Die Gewinne erholen sich, aber das Wachstum ist begrenzt
Nach Jahren, die von der Pandemie, Lieferkettenstörungen und Inflation dominiert wurden, beginnen Teile des britischen Einzelhandelssektors nun wieder ins Gleichgewicht zu kommen. Gruppen wie Tesco, Next und AO haben in den letzten Monaten ihre Gewinnerwartungen erhöht .
Dennoch sollte die Verbesserung nicht überschätzt werden. Das Verkaufswachstum bleibt wechselhaft, die Kosten sind weiterhin erhöht und die Preisgestaltung in vielen Kategorien begrenzt.
Haushaltsbudgets bleiben knapp
Für die Verbraucher hat sich grundlegend wenig verändert. Das Lohnwachstum hat zugenommen, aber höhere Ausgaben für lebensnotwendige Güter übernehmen weiterhin den Großteil davon. Energierechnungen, Lebensmittelpreise und Wohnkosten lassen weniger Raum für diskretionäre Käufe.

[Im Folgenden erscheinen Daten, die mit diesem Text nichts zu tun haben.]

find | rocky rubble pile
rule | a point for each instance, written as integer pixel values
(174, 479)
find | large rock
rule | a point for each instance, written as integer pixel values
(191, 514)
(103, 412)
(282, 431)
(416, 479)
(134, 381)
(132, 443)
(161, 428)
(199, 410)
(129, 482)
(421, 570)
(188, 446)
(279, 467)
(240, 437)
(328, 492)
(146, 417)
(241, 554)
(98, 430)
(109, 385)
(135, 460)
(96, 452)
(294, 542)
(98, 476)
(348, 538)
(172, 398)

Dieser Trend ist in der Mode sichtbar. Der Online-Händler Asos meldete im November niedrigere Umsätze im Jahresvergleich , obwohl sich die Gewinne verbesserten. Die Gewinne resultierten eher aus einer strengeren Kostenkontrolle als aus einer Nachfrageaufschwung.
Budgetänderungen fügen eine weitere Druckschicht hinzu
Auch Einzelhändler verarbeiten die Auswirkungen des Haushaltsplans von Kanzlerin Rachel Reeves vom November 2025. Eine neue Zusteuer auf Gewerbeimmobilien mit einem Steuerwert über 500.000 Pfund spaltete die Meinungen im gesamten Sektor. Einige Führungskräfte sehen darin eine Entlastung des Drucks für kleinere Betreiber, während andere erwarten, dass höhere Kosten auf die Preise einfließen.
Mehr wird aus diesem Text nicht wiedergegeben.